Carpool DeVille: The World’s Fastest Hot Tub

The Carpool DeVille Hot Tub Car

Back in 1996, a group of engineering students at McMaster University set out to build a fully functional hot tub housed in a working car. They chopped up an abandoned 1982 Chevy Malibu and converted it into The Carpool.

That group of students graduated, and began work on the Carpool DeVille. Six years later, they’re ready to take it to Bonneville Salt Flats to claim the title of “world’s fastest hot tub.”

There has been some substantial modifications to the vehicle to make the Carpool a reality. A custom fibreglass tub was built to drop into the passenger compartment, and heat exchangers were added to the stock engine system to heat the water. The plumbing and pumps for the tub reside in the truck, while the original V8 engine is up in the front. A custom air suspension system allows them to carry the massive volume of water. There’s even a marine throttle to control gas and brake from the driver’s seat in the tub.

The folks behind the Carpool DeVille ran a Kickstarter to fund their race costs. The campaign is over, but you can still check out the story and pictures of the conversion. Since it was a successful campaign, we’re looking forward to seeing this custom vehicle out on the salt flats.
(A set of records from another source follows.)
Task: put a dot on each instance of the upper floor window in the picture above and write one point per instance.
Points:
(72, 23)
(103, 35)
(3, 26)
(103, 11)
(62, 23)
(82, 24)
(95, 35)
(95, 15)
27 thoughts on “Carpool DeVille: The World’s Fastest Hot Tub

    1. The original was a 1982 Malibu, “Iraqi Taxi” version (automatic shifter on the steering column instead of the floor). I know, because it used to live in my driveway. I didn’t do very much work on the vehicle (I helped a little here and there), but three of my housemates were heavily involved. We had so many crazy projects going on in that house that our neighbour 3 doors down phoned the police and tried to convince them that we were running an illegal chop shop out of our garage! The two years that we lived in that house were great times :)

      I’ll be interested to see if they try running a speed record with it filled. The original needed to have its frame supported (at least initially) so that the shocks wouldn’t commit suicide under the weight of all of that water!

  1. During a scortchingly hot summer, I think it was 1998, I was spurred into similar action. I backed my F150 up to my deck, lined the bed with a sheet of visqueen, and filled it with water. It was great!

    I did wonder what would happen when I released the water. I eventually drove it out into the street, near the storm drain. I evaluated the force of the water against the gate by pushing on it – surprisingly, it was not that much. I could fairly easily take the force off the latches. Buoyed by that confirmation, I opened the gate and stepped aside. I was actually able to step aside before any water hit me. It doesn’t sound possible, but it was.

    Fun times.

  2. The math seems a bit suspicious. In 1996 they started on mk-I in college. On mk-II, “.. they graduated and 6 years later…” it’s 2014. So they we’re in school in 96 and didn’t graduate till 2008. So either they earned double PhDs in Hot Tub Engineering and Hot Tub Construction Management Techniques… or they spent too much time in college in hot tubs soaking parts they shouldn’t shrivel!

  3. A good start would have been to work with the guys at the Bonneville Event they plan to run it at. As it stand right now, it will not pass tech and make it onto the track.

    1. I’m not so sure. Read the full Kickstarter page, including the risks section. Sounds like they’ve been through the rulebook and have worked hard to ensure their car complies.

      1. I’ve read the whole page. They haven’t (yet) contacted the automotive technical committee about running a vehicle full of water (among other issues). As an absolute minimum, water slopped onto the track would be a hazard for other racers. Before that they will need to make it through safety tech which I doubt it would pass. USFRA (another racing group) might let them run in September, or they could hook-up with someone’s private event. But I think SCTA/BNI is a no-go.